Cool URLs don’t change

Out of all of these influences, this one was probably the worst. I wanted so desperately to have my sites be an eternal archive of the web that I would struggle prior to designing or launching any site design for a URL structure that could accommodate any file type, any transformation, and any revision system that I could possibly envision at any point in the future.

Obviously this is not only unsustainable with the pace of technology and transformations, but creates a barrier to starting a new project at all, or getting mired down in the possibilities of different architectures. In some of my iterations I used these unique combinations of numbers and letters to represent individual items so that if the content changed underneath them, their URL would stay the same, worrying more about computers than the human beings that would read the articles and view the pictures.

To get past this I decided to do a best effort structure branching off a core of major categories that were important to me. After a bit of thought I came up with places, hobbies, civics, software, and the self. Everything could be built deeper under those in a category style with simple slugs for path names and if some of them changed over time, it was no big deal. If something was important enough to find, a quick search could lead a visitor to it fast enough.

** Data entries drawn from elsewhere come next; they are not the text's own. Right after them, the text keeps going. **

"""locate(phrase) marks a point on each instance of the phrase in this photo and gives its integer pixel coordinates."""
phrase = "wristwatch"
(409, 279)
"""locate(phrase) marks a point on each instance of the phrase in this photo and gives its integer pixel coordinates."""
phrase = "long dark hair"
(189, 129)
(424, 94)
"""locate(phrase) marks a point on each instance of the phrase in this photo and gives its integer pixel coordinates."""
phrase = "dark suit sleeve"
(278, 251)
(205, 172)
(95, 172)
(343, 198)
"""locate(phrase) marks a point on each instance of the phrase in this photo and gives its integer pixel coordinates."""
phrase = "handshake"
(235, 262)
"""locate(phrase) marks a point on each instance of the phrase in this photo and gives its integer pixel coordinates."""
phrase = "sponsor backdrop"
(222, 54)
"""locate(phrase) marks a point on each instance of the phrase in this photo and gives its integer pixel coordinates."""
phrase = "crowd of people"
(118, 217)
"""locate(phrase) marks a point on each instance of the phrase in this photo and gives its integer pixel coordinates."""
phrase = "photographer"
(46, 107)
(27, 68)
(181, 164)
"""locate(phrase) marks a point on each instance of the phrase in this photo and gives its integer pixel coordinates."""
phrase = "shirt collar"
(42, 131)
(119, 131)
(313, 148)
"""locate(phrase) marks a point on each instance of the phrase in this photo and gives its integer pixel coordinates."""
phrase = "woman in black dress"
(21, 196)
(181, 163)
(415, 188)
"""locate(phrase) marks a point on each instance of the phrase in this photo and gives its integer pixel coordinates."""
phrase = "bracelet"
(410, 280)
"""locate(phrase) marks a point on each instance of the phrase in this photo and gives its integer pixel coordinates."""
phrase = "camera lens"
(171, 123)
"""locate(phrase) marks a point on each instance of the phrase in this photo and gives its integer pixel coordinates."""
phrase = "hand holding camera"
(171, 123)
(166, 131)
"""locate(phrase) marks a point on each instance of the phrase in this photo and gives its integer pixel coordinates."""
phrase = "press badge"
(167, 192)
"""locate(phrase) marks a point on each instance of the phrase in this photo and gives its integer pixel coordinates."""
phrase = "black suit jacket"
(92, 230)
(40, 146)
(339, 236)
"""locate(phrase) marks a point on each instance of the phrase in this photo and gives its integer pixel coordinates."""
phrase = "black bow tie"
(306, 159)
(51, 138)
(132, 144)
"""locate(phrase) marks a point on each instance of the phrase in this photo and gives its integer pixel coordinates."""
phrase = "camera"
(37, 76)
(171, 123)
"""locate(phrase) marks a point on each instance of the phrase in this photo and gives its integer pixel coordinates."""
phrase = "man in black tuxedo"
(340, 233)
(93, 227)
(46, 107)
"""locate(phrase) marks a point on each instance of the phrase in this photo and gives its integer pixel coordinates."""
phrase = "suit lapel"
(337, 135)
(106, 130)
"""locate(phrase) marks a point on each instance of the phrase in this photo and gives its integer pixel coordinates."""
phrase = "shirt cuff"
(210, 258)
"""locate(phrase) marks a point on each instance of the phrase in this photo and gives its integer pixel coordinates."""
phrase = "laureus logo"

Server side is better than client side

This is another sentiment from the old days of the web when JavaScript was unstable and it was assumed that every user’s device was slower than the tightly optimized server that your site generation, search, and every other system was running on. Sure this was true for a while but it hasn’t been an issue of concern since the iPhone 5.

Every time I had to design a rendering engine or search utility on my site it became another module or application I would need to maintain and that could be abused by visitors or accidentally overrun by bots. I was constantly thinking about package vulnerabilities and if someone could hijack my site for nefarious purposes because of some plugin I installed to try a cool new feature.

I solved this problem by switching to a static site structure. My laptops at home are easily powerful enough to rebuild several hundred pages and a search index in a matter of minutes and once the files are deployed up to a static web server there's nothing to worry about.

Everything must connect to everything

This was another thought that went along with the Everything2 days leading into Wikipedia, deeply reinforced by the way that early Google operated and really gave search result precedence to heavily interlinked sites with high reputation.

That was fun while it lasted but it turns out I'm not a Wikipedia or an Everything site. The things that I write which have value are the longer essays which take a reader through my thought processes and solve a particular problem. Getting over the urge of thinking I needed my visitors to spend a whole morning clicking around my words was egotistical, and breaking free of it set me up well to write, save, post, and forget.

Only a Database will do

When the web was in its infancy in the mid to late 1990s if you had told someone that the vast majority of sites had to have a relational database behind them to serve content at all, it would have been unfathomable. Most web sites were just a series of files with the .html extension served from a Unix-based file system and the purpose of the web server was to read that file off of the disk, send it to the web browser that asked for it, and then wait for the next request.

Certainly some of the higher level tricks like deep interlinking, making sure that URLs don't change or are redirected to the new content location, and making suggestions and searches are greatly assisted by a relational database, but with a static site builder its possible to have all of these features with nothing but the 90s standard of a handful of files sitting in a specific directory of a Unix web server.